Entonces, tras las preguntas de Arthur, Morgaine sonrió nítidamente, confirmándonos que, efectivamente, no nos entendía si le hablábamos en romance castellano. Los ojos se le llenaron de alivio al volver a oír en los labios de Arthur el idioma que siempre los había comunicado. Le respondió usando también aquella lengua tan antigua y misteriosa:
     Sí, Arthur, soy yo. No puedo creerme que pueda hablar contigo, que podamos tenernos uno enfrente del otro de nuevo. Esto es un sueño, un hermoso sueño del que no quiero despertar.
     Yo tampoco quiero que este instante se desvanezca. Morgaine, no puedo creerme que estés viva... Estás viva, Morgaine —le contestó acariciándole los cabellos y mirándola hondamente a los ojos—. Esto es un sueño, sí. Este momento es inmensamente mágico.
     Arthur, siempre quise acercarme a ti, pero no me atrevía.
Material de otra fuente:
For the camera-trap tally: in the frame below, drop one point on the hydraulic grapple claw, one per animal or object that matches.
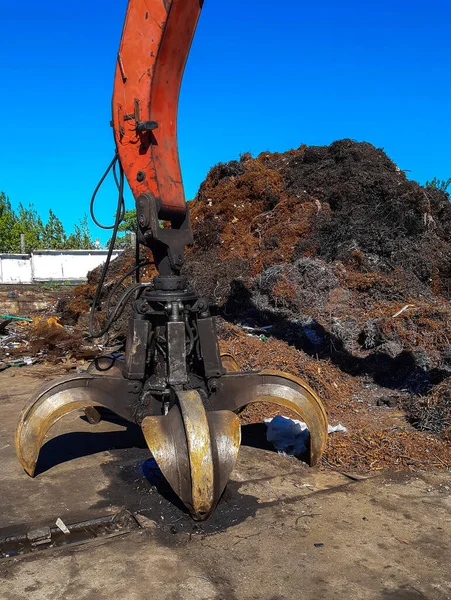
(172, 380)
(55, 399)
(195, 450)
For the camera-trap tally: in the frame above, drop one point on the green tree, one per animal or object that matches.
(7, 223)
(81, 238)
(26, 221)
(54, 237)
(127, 225)
(440, 184)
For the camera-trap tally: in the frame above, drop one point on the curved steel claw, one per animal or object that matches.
(237, 390)
(195, 450)
(59, 397)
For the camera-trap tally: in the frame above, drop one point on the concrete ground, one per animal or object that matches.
(282, 531)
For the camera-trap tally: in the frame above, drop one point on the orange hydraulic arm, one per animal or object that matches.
(155, 43)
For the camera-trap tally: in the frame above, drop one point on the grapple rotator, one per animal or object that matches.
(173, 381)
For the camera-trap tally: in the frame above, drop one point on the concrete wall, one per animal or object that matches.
(50, 265)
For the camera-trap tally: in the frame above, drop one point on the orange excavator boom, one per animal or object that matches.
(155, 43)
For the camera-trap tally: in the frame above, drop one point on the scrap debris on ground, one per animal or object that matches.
(326, 262)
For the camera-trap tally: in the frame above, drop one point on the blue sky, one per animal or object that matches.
(261, 76)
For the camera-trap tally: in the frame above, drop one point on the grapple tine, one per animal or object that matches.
(54, 400)
(195, 450)
(237, 390)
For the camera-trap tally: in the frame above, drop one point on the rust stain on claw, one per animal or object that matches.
(54, 400)
(196, 451)
(199, 451)
(276, 387)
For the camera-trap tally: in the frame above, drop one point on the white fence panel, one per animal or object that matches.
(15, 268)
(50, 265)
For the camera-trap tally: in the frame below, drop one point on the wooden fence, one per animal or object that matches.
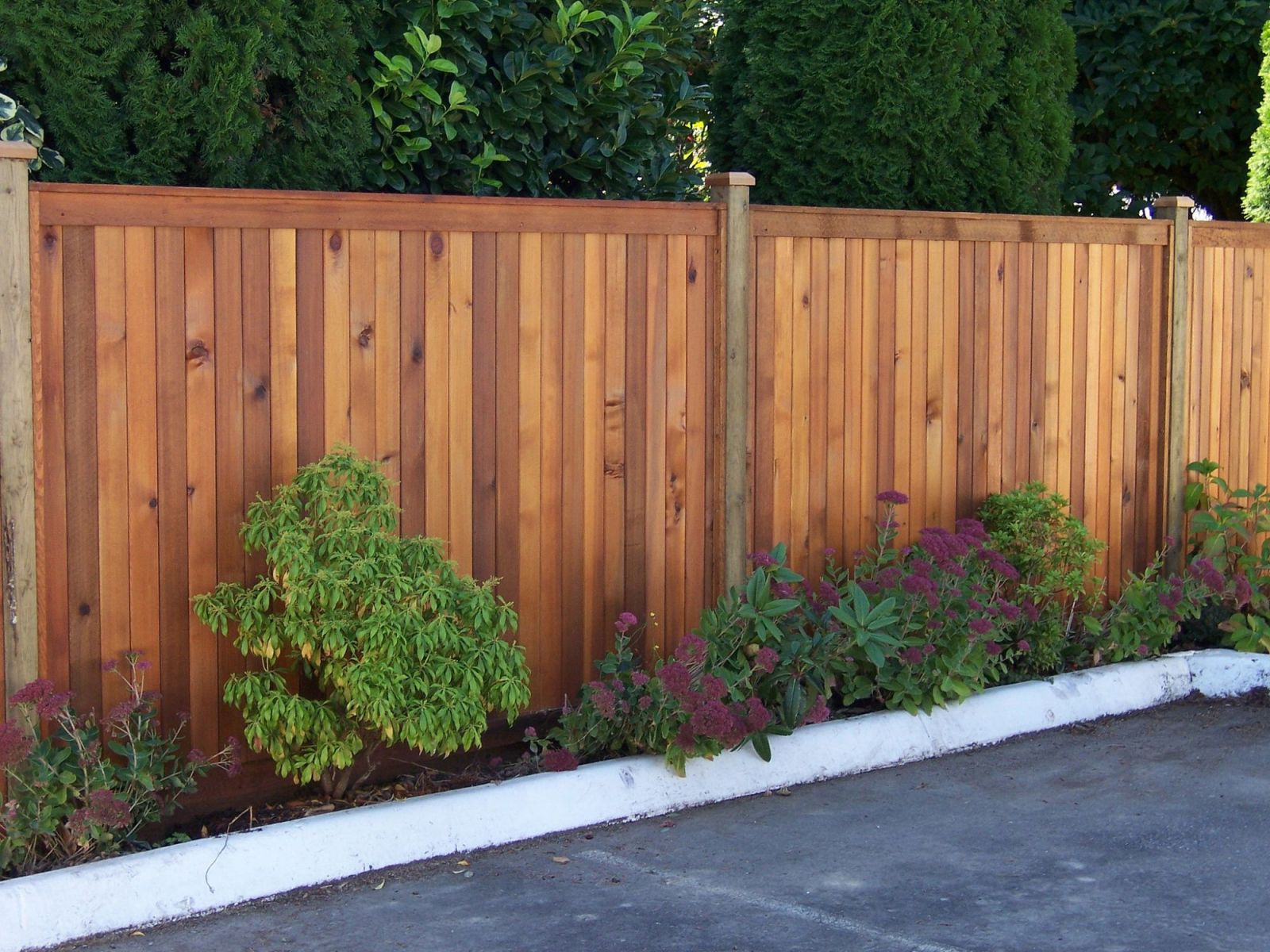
(548, 381)
(954, 355)
(1229, 395)
(535, 374)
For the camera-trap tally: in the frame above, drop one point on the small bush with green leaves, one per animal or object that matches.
(21, 124)
(93, 785)
(1053, 554)
(403, 647)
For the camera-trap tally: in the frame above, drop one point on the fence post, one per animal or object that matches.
(17, 424)
(1178, 209)
(732, 190)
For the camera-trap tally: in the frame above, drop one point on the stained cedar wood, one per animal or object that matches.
(800, 385)
(996, 355)
(765, 389)
(573, 554)
(257, 427)
(230, 435)
(654, 443)
(112, 456)
(818, 412)
(201, 479)
(897, 362)
(362, 336)
(696, 570)
(530, 440)
(836, 393)
(171, 433)
(949, 381)
(484, 433)
(965, 380)
(310, 361)
(82, 492)
(982, 317)
(594, 450)
(507, 461)
(933, 410)
(637, 422)
(884, 428)
(436, 386)
(552, 501)
(51, 505)
(283, 357)
(387, 366)
(615, 433)
(916, 422)
(1089, 342)
(461, 399)
(783, 403)
(414, 391)
(1010, 366)
(676, 440)
(336, 344)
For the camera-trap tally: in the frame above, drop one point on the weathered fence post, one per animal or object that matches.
(1178, 209)
(732, 190)
(17, 424)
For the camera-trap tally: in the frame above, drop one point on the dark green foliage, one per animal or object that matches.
(537, 98)
(1257, 202)
(895, 103)
(220, 93)
(1165, 103)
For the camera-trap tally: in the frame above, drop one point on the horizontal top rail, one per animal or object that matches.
(779, 221)
(1225, 234)
(258, 209)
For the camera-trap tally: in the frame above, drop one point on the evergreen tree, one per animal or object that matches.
(1257, 201)
(220, 93)
(959, 105)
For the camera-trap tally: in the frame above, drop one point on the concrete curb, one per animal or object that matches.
(206, 875)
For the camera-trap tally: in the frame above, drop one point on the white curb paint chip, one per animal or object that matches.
(183, 880)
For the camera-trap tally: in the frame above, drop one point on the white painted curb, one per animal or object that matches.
(196, 877)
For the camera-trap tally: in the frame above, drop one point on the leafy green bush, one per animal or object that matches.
(533, 98)
(21, 124)
(219, 93)
(402, 647)
(1166, 102)
(1257, 200)
(92, 786)
(1053, 554)
(883, 105)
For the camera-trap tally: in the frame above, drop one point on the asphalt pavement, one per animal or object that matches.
(1149, 833)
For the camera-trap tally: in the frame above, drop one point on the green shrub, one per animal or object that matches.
(92, 786)
(400, 647)
(233, 93)
(1054, 555)
(21, 124)
(1166, 102)
(895, 105)
(535, 98)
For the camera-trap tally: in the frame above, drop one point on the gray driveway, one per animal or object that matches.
(1145, 835)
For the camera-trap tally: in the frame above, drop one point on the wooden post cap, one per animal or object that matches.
(729, 178)
(17, 150)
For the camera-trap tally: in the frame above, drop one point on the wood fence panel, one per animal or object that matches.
(971, 355)
(1229, 399)
(537, 376)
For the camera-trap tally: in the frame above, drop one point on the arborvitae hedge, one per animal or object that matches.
(959, 105)
(1257, 202)
(219, 93)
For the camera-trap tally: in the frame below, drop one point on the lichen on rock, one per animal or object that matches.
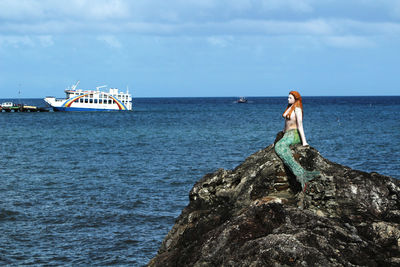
(258, 215)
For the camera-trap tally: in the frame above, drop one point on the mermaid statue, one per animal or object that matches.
(294, 134)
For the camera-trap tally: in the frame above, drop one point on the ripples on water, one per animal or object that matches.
(105, 188)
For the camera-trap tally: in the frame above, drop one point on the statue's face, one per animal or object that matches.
(291, 99)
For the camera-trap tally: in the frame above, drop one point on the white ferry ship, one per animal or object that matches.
(90, 100)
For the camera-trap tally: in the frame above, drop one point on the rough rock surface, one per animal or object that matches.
(257, 215)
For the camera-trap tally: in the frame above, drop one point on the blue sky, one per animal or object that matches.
(200, 47)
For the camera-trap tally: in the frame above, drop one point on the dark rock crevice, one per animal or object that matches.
(257, 215)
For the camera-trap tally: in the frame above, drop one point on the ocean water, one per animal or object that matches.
(104, 188)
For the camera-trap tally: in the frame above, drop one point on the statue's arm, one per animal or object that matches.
(299, 121)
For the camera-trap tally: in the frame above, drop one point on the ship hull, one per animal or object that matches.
(65, 109)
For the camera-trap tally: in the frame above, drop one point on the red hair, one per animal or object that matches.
(297, 103)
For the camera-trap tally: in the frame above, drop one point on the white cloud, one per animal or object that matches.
(332, 20)
(16, 41)
(348, 41)
(110, 40)
(46, 40)
(220, 41)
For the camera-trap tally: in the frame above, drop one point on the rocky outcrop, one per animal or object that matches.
(257, 215)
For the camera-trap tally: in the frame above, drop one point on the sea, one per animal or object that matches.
(104, 188)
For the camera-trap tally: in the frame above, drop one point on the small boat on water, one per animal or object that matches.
(242, 100)
(91, 100)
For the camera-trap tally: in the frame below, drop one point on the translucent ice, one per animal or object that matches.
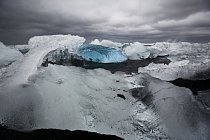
(137, 51)
(101, 54)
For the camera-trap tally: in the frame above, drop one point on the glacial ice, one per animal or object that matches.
(137, 51)
(75, 98)
(101, 54)
(108, 43)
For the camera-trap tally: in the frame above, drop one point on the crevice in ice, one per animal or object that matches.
(193, 85)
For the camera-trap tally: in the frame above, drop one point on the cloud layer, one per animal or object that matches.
(118, 20)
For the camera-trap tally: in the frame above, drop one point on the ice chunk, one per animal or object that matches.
(107, 43)
(101, 54)
(8, 55)
(137, 51)
(178, 69)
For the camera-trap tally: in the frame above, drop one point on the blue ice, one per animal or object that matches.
(101, 54)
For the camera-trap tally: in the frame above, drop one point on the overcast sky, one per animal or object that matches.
(117, 20)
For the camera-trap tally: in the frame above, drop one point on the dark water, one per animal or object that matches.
(52, 134)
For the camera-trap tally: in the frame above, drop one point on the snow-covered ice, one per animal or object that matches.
(69, 97)
(101, 54)
(137, 51)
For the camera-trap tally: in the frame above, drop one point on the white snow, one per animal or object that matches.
(68, 97)
(41, 46)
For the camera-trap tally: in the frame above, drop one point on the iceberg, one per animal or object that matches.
(101, 54)
(137, 51)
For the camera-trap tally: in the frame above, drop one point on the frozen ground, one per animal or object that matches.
(137, 106)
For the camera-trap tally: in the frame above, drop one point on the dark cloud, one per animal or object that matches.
(119, 20)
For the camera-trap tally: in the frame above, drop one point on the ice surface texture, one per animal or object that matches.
(101, 54)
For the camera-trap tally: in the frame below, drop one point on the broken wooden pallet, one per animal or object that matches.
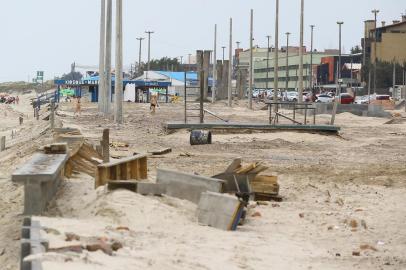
(129, 168)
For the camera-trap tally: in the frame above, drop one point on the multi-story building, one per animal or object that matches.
(390, 42)
(288, 70)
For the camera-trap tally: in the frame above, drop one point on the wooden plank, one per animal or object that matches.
(134, 170)
(123, 160)
(117, 169)
(143, 168)
(252, 126)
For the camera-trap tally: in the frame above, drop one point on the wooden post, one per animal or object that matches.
(106, 145)
(2, 143)
(201, 114)
(52, 115)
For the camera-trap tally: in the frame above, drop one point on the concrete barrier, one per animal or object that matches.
(370, 110)
(187, 186)
(221, 211)
(41, 176)
(31, 244)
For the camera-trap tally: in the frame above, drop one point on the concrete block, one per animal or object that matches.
(41, 177)
(2, 143)
(221, 211)
(187, 186)
(31, 244)
(150, 188)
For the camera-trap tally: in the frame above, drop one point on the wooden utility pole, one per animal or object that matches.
(230, 69)
(140, 39)
(214, 87)
(102, 77)
(251, 71)
(276, 57)
(118, 112)
(300, 97)
(109, 30)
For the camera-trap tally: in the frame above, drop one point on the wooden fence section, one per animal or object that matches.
(129, 168)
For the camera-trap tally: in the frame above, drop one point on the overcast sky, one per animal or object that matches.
(51, 34)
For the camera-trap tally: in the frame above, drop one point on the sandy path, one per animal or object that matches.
(328, 180)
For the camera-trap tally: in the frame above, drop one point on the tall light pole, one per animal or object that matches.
(140, 39)
(339, 61)
(311, 59)
(251, 71)
(300, 97)
(375, 11)
(214, 88)
(276, 57)
(102, 77)
(287, 61)
(230, 65)
(118, 112)
(224, 47)
(267, 62)
(109, 30)
(149, 51)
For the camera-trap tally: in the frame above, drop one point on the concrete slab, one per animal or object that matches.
(221, 211)
(40, 168)
(187, 186)
(41, 177)
(144, 188)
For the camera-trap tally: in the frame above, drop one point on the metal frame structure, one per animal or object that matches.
(274, 117)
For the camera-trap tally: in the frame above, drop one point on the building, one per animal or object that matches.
(390, 41)
(350, 70)
(264, 71)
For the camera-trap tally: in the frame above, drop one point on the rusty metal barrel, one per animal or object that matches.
(199, 137)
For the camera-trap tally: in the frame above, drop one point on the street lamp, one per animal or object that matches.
(223, 51)
(311, 59)
(267, 63)
(375, 11)
(339, 60)
(287, 61)
(149, 51)
(140, 39)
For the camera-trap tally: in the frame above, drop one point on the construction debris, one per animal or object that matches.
(160, 151)
(245, 180)
(56, 148)
(129, 168)
(221, 211)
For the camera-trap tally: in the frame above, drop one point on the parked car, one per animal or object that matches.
(346, 98)
(324, 99)
(292, 96)
(382, 97)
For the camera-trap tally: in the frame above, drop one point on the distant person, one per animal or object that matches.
(78, 108)
(154, 102)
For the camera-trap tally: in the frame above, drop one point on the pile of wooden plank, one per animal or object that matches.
(248, 180)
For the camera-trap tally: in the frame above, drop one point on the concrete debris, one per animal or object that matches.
(129, 168)
(41, 177)
(246, 180)
(187, 186)
(56, 148)
(221, 211)
(161, 151)
(155, 189)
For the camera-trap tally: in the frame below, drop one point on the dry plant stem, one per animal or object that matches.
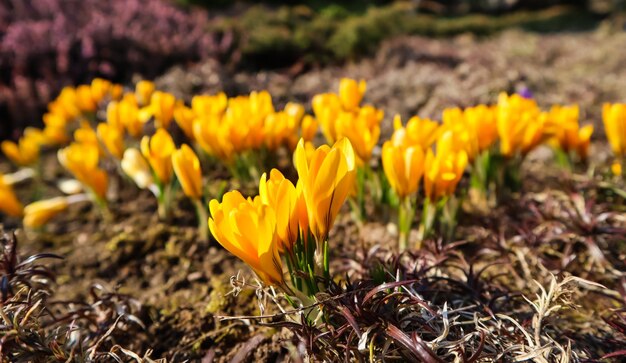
(164, 198)
(203, 217)
(429, 215)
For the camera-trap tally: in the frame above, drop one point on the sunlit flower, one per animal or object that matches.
(326, 107)
(128, 113)
(143, 91)
(158, 150)
(614, 118)
(520, 126)
(246, 228)
(351, 93)
(112, 138)
(185, 117)
(39, 213)
(308, 128)
(280, 194)
(404, 167)
(205, 105)
(84, 99)
(562, 125)
(82, 161)
(327, 181)
(417, 132)
(162, 108)
(24, 152)
(443, 170)
(362, 128)
(137, 168)
(187, 168)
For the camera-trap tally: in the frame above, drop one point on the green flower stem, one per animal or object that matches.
(164, 201)
(405, 219)
(203, 217)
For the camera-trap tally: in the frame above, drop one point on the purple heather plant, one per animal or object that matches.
(46, 44)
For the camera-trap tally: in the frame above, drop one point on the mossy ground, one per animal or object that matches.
(560, 225)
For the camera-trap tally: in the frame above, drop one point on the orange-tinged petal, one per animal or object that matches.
(187, 168)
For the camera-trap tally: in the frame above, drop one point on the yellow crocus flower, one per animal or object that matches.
(25, 152)
(39, 213)
(112, 138)
(158, 150)
(137, 168)
(187, 168)
(614, 118)
(362, 136)
(246, 228)
(443, 171)
(84, 99)
(143, 92)
(417, 132)
(280, 194)
(326, 107)
(483, 120)
(562, 125)
(520, 124)
(82, 161)
(100, 88)
(327, 180)
(55, 135)
(205, 105)
(404, 167)
(128, 113)
(9, 204)
(162, 108)
(351, 93)
(308, 128)
(184, 117)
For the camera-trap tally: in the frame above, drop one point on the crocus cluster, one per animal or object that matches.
(286, 221)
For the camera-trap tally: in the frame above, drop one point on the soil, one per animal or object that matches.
(182, 284)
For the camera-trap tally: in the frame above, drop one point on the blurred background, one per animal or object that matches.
(418, 56)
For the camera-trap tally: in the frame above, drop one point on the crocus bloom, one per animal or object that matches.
(9, 204)
(158, 150)
(308, 128)
(246, 228)
(326, 107)
(184, 117)
(404, 167)
(39, 213)
(112, 138)
(128, 112)
(362, 136)
(82, 161)
(443, 171)
(614, 117)
(280, 194)
(84, 99)
(327, 181)
(143, 91)
(417, 132)
(520, 126)
(187, 168)
(562, 124)
(162, 108)
(204, 105)
(137, 168)
(351, 93)
(24, 152)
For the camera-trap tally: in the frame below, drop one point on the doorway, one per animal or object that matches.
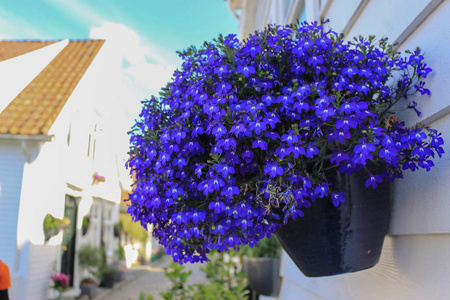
(69, 238)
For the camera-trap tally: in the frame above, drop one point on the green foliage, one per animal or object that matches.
(178, 279)
(133, 229)
(226, 281)
(267, 247)
(51, 222)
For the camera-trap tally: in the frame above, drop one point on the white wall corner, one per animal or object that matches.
(16, 73)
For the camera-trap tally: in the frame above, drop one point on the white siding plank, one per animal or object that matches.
(11, 172)
(411, 267)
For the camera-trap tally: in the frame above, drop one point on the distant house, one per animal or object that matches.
(415, 263)
(56, 157)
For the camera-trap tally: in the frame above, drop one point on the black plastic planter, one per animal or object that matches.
(263, 273)
(108, 280)
(332, 240)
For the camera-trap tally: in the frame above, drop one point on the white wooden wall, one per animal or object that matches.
(415, 263)
(12, 162)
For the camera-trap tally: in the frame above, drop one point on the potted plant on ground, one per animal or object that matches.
(89, 287)
(52, 225)
(262, 266)
(89, 258)
(250, 136)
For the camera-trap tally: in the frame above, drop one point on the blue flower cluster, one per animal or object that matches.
(241, 138)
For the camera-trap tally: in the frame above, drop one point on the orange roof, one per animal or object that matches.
(36, 107)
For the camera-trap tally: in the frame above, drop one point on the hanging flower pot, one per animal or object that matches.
(237, 144)
(331, 240)
(263, 273)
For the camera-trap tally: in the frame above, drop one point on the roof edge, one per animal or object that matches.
(40, 137)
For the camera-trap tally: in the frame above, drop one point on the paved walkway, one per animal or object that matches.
(149, 280)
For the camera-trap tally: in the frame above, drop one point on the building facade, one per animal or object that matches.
(56, 140)
(414, 263)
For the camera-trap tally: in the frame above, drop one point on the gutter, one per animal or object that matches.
(40, 137)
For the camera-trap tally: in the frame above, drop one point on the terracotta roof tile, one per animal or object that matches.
(35, 109)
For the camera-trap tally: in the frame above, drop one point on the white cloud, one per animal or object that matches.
(144, 72)
(13, 26)
(148, 69)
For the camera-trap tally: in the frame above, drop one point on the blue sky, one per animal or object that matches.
(168, 25)
(146, 33)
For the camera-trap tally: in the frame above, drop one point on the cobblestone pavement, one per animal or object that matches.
(149, 280)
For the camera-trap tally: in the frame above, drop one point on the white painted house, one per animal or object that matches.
(415, 263)
(56, 132)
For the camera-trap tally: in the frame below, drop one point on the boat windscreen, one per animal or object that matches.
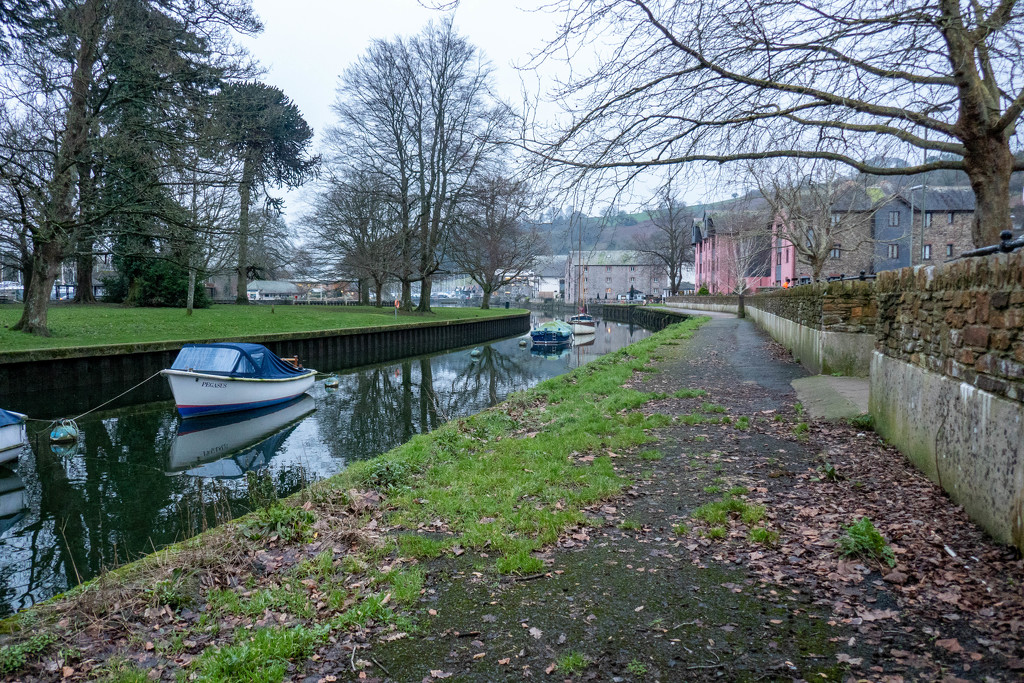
(209, 359)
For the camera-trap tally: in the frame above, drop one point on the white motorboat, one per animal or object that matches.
(207, 379)
(227, 445)
(12, 434)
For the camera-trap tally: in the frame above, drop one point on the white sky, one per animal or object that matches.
(306, 45)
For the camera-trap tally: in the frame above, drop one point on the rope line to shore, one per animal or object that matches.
(105, 402)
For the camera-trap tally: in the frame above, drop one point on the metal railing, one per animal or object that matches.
(1007, 245)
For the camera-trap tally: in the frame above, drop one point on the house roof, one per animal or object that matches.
(612, 257)
(939, 199)
(551, 266)
(271, 287)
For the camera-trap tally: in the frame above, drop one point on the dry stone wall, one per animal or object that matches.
(963, 319)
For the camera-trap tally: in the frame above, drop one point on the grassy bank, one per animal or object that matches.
(340, 565)
(76, 326)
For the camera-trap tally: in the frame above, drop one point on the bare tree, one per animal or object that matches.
(354, 224)
(853, 81)
(493, 245)
(669, 243)
(67, 84)
(421, 114)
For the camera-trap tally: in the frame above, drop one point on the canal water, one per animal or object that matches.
(141, 477)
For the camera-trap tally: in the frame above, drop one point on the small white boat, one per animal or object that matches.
(583, 324)
(12, 434)
(227, 445)
(207, 379)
Llevo viviendo aquí desde siempre. Es una historia muy larga que... que no me siento capaz de contarte.
     Ahora tenemos todo el tiempo de la Historia para explicarnos todo lo que deseemos, Morgaine. Quiero que me cuentes todo lo que ocurrió desde que nos separamos. No entiendo por qué nunca te atreviste a hablar conmigo. Yo siempre te añoré con toda mi alma, Morgaine, con toda la fuerza de la vida.
     En realidad siempre me hallé a tu lado, pero nunca me atreví a acercarme a ti porque no deseaba influir en tu vida.
     ¿Por qué, Morgaine? Yo anhelaba con todo mi corazón recuperarte... Yo tampoco era capaz de vivir sin ti.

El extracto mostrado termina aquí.